We had a rough weekend around these parts. I can honestly say that I have never questioned my own parenting as much as I did over the past two days. To say Collin was difficult is an understatement, but now that Monday is here and I can reflect on it, I am glad to put this weekend in the past and learn from it.
After all, I am still learning how to be mom.
I’ve said it before and I’m sure I’ll say it again: I am not the perfect mother. I am learning as I go, every single day. I try to be a relaxed, “he’s got to learn somehow” type of parent who just lets things happen as they happen. Its worked well for us so far. We are stuck in limbo right now, though, and it is frustrating. It is frustrating for all of us, too, not just me, but for me and Brian and especially Collin.
Collin and I both have a streak of stubbornness in us, and while I am very much a “let things go” type, sometimes I just cannot, and that can get me in trouble. Recently I posted about potty training and got some great advice on how to help my little man in that department. We are still having troubles, but they are getting to be less and less, which is wonderful. However, this weekend’s dramatic flair was all in direct relation to trips to the bathroom.

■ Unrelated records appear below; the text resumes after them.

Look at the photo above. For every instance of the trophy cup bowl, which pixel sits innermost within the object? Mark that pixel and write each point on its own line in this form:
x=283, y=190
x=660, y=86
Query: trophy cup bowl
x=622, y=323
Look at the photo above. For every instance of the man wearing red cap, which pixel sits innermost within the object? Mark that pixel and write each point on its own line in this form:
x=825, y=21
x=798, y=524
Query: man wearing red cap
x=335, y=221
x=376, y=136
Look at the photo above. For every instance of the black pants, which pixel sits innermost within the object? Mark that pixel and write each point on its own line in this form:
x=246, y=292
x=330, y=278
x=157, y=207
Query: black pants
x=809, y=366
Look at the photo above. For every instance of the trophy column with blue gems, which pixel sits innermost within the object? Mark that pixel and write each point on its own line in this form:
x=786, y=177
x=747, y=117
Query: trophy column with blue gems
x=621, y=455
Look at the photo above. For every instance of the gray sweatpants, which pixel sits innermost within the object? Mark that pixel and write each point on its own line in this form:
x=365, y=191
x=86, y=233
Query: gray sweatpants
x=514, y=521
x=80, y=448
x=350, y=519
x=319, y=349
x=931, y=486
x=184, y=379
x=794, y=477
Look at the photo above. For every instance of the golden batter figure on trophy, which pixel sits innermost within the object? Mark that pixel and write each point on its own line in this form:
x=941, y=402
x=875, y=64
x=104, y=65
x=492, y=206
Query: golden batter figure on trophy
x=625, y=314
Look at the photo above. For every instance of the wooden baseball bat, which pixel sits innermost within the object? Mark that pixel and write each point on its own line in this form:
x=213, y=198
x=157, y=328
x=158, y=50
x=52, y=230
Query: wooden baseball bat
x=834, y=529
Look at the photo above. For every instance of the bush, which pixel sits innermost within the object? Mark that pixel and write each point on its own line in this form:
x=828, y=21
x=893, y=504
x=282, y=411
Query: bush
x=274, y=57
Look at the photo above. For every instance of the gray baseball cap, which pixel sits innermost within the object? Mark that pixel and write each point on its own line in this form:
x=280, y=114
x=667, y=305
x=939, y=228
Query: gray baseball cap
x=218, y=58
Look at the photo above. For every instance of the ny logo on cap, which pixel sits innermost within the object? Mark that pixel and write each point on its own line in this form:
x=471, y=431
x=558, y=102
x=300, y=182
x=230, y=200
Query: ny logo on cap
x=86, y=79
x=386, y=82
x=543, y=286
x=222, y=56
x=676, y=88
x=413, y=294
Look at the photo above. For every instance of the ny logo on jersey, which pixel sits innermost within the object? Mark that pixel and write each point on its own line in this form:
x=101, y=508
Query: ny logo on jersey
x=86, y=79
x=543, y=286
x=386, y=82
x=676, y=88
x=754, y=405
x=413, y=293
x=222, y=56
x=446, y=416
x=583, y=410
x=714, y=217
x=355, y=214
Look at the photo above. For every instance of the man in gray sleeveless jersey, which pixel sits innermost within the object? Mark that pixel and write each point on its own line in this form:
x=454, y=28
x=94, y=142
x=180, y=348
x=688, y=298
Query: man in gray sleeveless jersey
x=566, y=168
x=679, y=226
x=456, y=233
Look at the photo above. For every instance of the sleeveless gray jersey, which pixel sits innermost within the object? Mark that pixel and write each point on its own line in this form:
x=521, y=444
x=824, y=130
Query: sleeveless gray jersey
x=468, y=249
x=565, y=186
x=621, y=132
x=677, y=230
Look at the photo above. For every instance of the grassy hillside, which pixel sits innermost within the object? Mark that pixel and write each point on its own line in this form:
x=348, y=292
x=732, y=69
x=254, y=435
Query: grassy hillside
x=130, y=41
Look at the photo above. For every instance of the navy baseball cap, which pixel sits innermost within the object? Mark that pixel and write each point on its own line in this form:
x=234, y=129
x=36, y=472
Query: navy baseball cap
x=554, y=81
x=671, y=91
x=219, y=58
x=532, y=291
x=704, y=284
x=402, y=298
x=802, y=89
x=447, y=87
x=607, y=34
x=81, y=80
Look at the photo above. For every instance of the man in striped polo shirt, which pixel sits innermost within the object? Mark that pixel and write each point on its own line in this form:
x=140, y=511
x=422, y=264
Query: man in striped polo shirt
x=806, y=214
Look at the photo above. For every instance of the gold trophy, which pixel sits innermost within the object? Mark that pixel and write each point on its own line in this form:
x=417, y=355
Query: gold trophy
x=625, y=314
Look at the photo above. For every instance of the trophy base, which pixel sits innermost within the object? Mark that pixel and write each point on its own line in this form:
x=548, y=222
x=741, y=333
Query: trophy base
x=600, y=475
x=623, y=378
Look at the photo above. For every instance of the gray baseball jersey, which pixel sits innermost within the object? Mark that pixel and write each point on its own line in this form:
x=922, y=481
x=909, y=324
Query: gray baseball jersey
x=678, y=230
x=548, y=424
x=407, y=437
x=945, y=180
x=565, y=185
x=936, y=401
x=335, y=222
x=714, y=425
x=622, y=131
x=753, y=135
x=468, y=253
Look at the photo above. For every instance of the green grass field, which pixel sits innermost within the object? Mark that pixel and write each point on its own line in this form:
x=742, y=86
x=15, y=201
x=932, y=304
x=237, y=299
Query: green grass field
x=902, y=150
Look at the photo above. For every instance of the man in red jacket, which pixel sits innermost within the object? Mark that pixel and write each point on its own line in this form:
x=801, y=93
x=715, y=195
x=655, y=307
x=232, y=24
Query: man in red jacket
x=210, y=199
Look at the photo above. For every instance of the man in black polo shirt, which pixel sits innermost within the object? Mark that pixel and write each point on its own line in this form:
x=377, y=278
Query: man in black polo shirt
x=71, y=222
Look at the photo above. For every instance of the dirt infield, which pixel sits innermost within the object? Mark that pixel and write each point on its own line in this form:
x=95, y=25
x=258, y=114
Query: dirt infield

At the end of a very long day Collin was doing a little dance so I asked him to go potty before we left the BBQ we were at. His response was not exactly positive, and he was not a happy camper when I brought him to the bathroom. Hitting ensued, followed by screaming, and lots of fighting. We finally got him to the car (he was still screaming, crying in hysterics, and fighting us every step of the way – it was pretty embarrassing) and buckled into his seat and we hit the road. As we started going his screams turned into yells in between which he started saying “I want to hit you mama!” over and over. This made my heart sink.
Collin isn’t a physical kid towards others. He very rarely pushes and never hits. Occasionally he’ll grab things from other kids, but for the most part he’s good with words or asking someone for help. So when his words this time were that he wanted to hit me I was surprised. I could be glad he didn’t actually hit me, but I only think that is the case because he was strapped into his seat and couldn’t reach me.
Yesterday (Sunday) we had a pretty decent morning but eventually he was doing that little dance again, so we went to the bathroom and he didn’t do anything. So (here’s that stubborn streak I was talking about…), I sat down on the floor and told him I couldn’t get up until he did something on the potty.
He wasn’t happy, I wasn’t happy, and it was hot in there. He got very upset again, started hitting me and screaming. Eventually, I looked over and his mouth was on my shoulder. He was “biting” me. I swear to you he has never once, ever, bitten someone to my knowledge. I didn’t even realize he knew that doing that could cause someone pain. I was so sad. He really didn’t hurt me, I didn’t even know what he was doing until I looked over and saw, but I am just at a loss. As I said, this behavior seems to be in correlation with the potty and I just don’t know what to do.
Last night we ended up having a great night, so not all was lost. He was in much better spirits after a good nap and some bike riding, but I can’t shake the sinking feeling I got after seeing him bite me.
I know I’ve got to take it in stride and consider myself blessed to have gotten this far without these types of incidents, but honestly that doesn’t make it sting any less. Hopefully we’ll all figure out exactly what it is we need to do to start forging ahead again! And I need to remember… we are ALL still learning.